Un autre grondement lui échappe alors que les pièces roulent tout autour de lui, glissant dans une mélodie qui sonne plus comme une symphonie à mes oreilles. La symphonie de l'homme avide. Les muscles de la créatures roulent sous ses écailles semblables aux plus fines feuilles d'or alors qu'il claque une première fois des crocs.

"C'est bien la seule chose que je peux t'accorder petit homme."

Un sifflement m'échappe et je m'apprête à sauter sur le côté, espérant éviter autant un coup de croc qu'une gerbe de flamme. Seulement au milieu des cascades de pièces et de perles, voilà que mon cher compagnon de visage se décide à se joindre à la fête, atterrissant non loin de nous, m'évitant de ce fait de me faire croquer de suite. La bête pose un oeil sur mon compagnon et je me dis que finalement, on va être deux à mourir aujourd'hui. Un son guttural lui échappe alors qu'il se fend d'une autre remarque qui me fait frissonner.

"Oh mais l'on m'a servit deux encas ? Les voleurs ont la chair si tendre et le sang si chaud…"

Je lève les yeux au ciel. C'est dingue comme on a tendance à ne pas m'écouter. Je ne suis pas un voleur. Enfin techniquement, un peu, mais dans cette situation précise, je ne fais que récupérer ce qui est à moi. Je ne vole rien, c'est même tout le contraire… C'est moi la victime dans cette histoire. J'entrouvre les lèvres pour tenter de faire remarquer cela, voilà que ce cher Capitaine Jones se fend à son tour d'une répartie qui au lieu de m'impressionner, me donne plus envie de le laisser se débrouiller avec les deux dragons.

"Jones… Sérieusement ?!"

Smaug se tourne vers moi, et je pâlis. Non, non… Mais ne vous occupez pas de moi… Je ne suis pas là… J'ai un sourire un peu timide qui s'efface quand je le sens comme prêt à cracher l'enfer sur terre. Oh… Oh. OH. Jefferson, c'est le moment de commencer à courir. Genre… Maintenant. Je me jette sur le côté, roulant dans le pièces alors qu'une gerbe de flamme caresse les pièces, puis les arcades derrière lesquelles Jones s'est dissimulé. Les flammes rougeoyante lèchent la pierre alors que je tente de reprendre mon souffle. Il nous faut un plan, et si possible, un plan qui nous permette de récupérer mon chapeau et d'échapper à cette créature qui semble prête à nous croquer. Je lui jette un coup d'oeil et souris quand je vois qu'il a mon chapeau. Merveilleux. Il serait à mes côtés je l'embrasserais.

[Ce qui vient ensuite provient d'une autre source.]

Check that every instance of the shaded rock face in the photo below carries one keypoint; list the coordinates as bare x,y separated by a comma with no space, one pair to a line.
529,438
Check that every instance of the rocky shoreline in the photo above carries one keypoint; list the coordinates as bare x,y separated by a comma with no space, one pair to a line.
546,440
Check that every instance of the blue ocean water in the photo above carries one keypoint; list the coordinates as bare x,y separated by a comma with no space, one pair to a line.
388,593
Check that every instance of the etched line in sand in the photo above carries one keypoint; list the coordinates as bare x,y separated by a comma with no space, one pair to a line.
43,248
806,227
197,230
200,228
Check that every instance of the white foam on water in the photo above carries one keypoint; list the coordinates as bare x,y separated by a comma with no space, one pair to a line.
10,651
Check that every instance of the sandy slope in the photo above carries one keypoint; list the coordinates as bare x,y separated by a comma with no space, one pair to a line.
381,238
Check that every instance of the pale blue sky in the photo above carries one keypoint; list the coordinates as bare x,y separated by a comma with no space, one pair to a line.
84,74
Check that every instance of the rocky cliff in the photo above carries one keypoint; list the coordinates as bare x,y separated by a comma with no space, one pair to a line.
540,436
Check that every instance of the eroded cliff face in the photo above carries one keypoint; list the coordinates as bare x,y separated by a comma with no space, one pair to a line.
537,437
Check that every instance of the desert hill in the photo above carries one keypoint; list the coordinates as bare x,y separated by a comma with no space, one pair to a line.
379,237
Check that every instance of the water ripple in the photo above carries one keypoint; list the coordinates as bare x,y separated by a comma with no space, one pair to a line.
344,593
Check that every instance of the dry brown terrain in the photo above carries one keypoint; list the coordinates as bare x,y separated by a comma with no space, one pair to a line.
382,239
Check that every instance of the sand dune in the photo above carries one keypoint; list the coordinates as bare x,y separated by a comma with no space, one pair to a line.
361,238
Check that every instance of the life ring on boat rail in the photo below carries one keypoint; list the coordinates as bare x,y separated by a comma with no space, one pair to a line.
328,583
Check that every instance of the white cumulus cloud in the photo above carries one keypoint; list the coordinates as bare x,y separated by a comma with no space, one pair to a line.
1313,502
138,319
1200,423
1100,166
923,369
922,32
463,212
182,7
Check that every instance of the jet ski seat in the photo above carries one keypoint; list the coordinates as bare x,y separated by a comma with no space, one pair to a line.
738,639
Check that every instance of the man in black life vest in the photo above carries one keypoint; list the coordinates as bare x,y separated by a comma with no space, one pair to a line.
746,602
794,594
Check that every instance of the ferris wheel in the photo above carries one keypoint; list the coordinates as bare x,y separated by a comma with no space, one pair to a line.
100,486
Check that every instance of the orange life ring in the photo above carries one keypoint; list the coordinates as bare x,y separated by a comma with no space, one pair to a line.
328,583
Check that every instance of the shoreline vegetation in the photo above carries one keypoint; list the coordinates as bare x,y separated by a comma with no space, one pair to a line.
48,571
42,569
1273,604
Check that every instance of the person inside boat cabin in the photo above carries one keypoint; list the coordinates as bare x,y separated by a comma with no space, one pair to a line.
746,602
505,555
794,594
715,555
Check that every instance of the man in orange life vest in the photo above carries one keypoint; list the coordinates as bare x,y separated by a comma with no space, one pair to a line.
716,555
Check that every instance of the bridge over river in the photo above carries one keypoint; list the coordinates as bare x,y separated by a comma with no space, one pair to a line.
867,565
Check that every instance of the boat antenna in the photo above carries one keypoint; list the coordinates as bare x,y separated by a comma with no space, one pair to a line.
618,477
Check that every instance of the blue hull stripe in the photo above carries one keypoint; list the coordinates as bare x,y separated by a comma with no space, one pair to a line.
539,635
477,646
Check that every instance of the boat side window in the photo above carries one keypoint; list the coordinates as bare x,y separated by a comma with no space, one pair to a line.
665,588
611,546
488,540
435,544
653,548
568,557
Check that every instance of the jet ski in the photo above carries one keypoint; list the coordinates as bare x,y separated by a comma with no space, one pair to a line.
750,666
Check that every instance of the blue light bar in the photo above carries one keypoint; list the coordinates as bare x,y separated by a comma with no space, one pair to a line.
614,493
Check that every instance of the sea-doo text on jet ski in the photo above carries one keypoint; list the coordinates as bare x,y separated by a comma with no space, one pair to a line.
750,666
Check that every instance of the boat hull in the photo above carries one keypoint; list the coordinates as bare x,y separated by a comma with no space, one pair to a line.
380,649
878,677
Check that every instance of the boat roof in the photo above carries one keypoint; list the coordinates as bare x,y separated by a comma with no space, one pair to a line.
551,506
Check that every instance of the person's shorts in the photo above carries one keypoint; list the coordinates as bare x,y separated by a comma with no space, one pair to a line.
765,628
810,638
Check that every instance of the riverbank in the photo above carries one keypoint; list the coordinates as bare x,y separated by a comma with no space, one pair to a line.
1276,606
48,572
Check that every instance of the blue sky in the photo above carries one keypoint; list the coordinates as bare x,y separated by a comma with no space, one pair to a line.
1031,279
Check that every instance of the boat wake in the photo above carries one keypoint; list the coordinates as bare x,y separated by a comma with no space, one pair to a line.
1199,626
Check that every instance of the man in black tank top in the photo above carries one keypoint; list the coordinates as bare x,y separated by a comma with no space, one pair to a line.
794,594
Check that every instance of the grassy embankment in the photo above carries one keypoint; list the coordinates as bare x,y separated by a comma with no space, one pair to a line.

"Jones ! Le chapeau ! Avec on est libre ! Donne-le moi !"


Autre gerbe de flamme et je reste caché contre mon pilier alors qu'une voix vient faire trembler autant la montagne que mes os qui me semblent si frêles d'un coup.

"Vous n'irez nul part voleurs…"

Les pièces dévalent furieusement la pente alors que j'entends les griffes du monstre s'enfoncer dans le piler derrière lequel je me cache.

"Vous vouliez être l'un de mes joyaux ? Rassurez vous petits hommes… Je me ferais un plaisir de dormir sur vos os ce soir."

Sa pupille vient chercher mon regard et alors que je vois sa gueule s'entrouvrir pour me dévoiler ses crocs immenses. Alors qu'il tente de m'attraper, je me jette en avant, roulant dans l'or alors que je dévale la pente, ne m'arrêtant que lorsque je heurte violemment le pilier suivant. Un juron m'échappe quand je me relève, me contentant simplement de courir, espérant sauver ma peau.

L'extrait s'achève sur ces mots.